Some people still believe the Earth is flat too. I don't agree with it, but it's their right to believe it if that's what they want.
Yeah, but I think as a society it may be necessary to restrict their right to
teach it.
There's not a lot of focus put into abiogenesis because it simply is not that important.
There has been research into it since at least the 1950s, when they were zapping simulated lightning bolts through simulated primordial ooze. A bunch of us wanted to do that for a science fair project in high school, but the teachers thought it would simply be too dangerous.
We have both a fossil record and DNA, so we've got something to work with when we want to study evolution. There's nothing to start with when we want to study abiogenesis. This makes it considerably harder.
The molecular structure of DNA is the same in all Earthly lifeforms, we've put spider DNA in goats to produce spider silk in their milk. There are no basic differences in the DNA molecule in any creature.

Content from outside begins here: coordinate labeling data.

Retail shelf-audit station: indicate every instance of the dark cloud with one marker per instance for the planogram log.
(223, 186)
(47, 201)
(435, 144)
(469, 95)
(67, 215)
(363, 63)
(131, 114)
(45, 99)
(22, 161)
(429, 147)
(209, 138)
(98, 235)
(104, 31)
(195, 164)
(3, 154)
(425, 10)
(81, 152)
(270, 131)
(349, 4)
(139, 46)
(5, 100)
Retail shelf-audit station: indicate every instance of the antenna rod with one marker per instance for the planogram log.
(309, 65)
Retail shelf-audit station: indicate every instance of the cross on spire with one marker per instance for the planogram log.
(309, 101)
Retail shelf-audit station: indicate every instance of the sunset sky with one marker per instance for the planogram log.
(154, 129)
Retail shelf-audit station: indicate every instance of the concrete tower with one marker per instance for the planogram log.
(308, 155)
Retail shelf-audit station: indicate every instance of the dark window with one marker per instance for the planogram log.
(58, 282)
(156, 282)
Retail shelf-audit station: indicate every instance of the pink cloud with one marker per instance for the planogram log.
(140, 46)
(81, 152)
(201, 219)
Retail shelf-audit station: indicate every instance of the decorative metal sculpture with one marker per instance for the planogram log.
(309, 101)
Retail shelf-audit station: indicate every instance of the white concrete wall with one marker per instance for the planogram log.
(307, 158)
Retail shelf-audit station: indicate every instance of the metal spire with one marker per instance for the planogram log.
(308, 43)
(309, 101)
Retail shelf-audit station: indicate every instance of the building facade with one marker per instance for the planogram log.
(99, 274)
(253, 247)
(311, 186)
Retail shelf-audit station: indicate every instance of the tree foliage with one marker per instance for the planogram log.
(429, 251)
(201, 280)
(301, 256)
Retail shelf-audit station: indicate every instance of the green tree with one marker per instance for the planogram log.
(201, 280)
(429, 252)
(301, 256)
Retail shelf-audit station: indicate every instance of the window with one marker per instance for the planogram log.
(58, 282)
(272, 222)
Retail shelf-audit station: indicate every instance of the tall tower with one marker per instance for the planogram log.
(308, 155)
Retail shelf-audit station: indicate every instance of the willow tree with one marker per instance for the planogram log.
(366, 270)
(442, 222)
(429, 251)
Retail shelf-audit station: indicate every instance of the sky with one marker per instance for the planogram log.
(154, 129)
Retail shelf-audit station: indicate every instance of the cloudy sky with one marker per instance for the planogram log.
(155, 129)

In fact there is much commonality in DNA even across entire kingdoms of species. IIRC, the average plant and the average animal share more than half of their DNA.
Sometimes creationists like to claim that Earth is uniquely situated for the origins of life . . . .
They're probably right...
for Earth life! None of us knows what kinds of organisms have evolved on other planets, where the environment may be much more supportive for something else.
Thank you for all of your answers, I think I can see now that new life could come to exist but would be wiped out almost immediately, either by oxygen poisoning or (if it somehow could stand that) by other organisms destroying it. I guess that the odds for life to spontaniously form with the defenses are pretty low even given such a large time and space.
Actually, fossils have been recently found of microorganisms that are quite different from today's animals-plants-fungi-algae-bacteria-archaea paradigm. There's no question that they are not ancestors of any living organisms, but simply died out and nature tried again.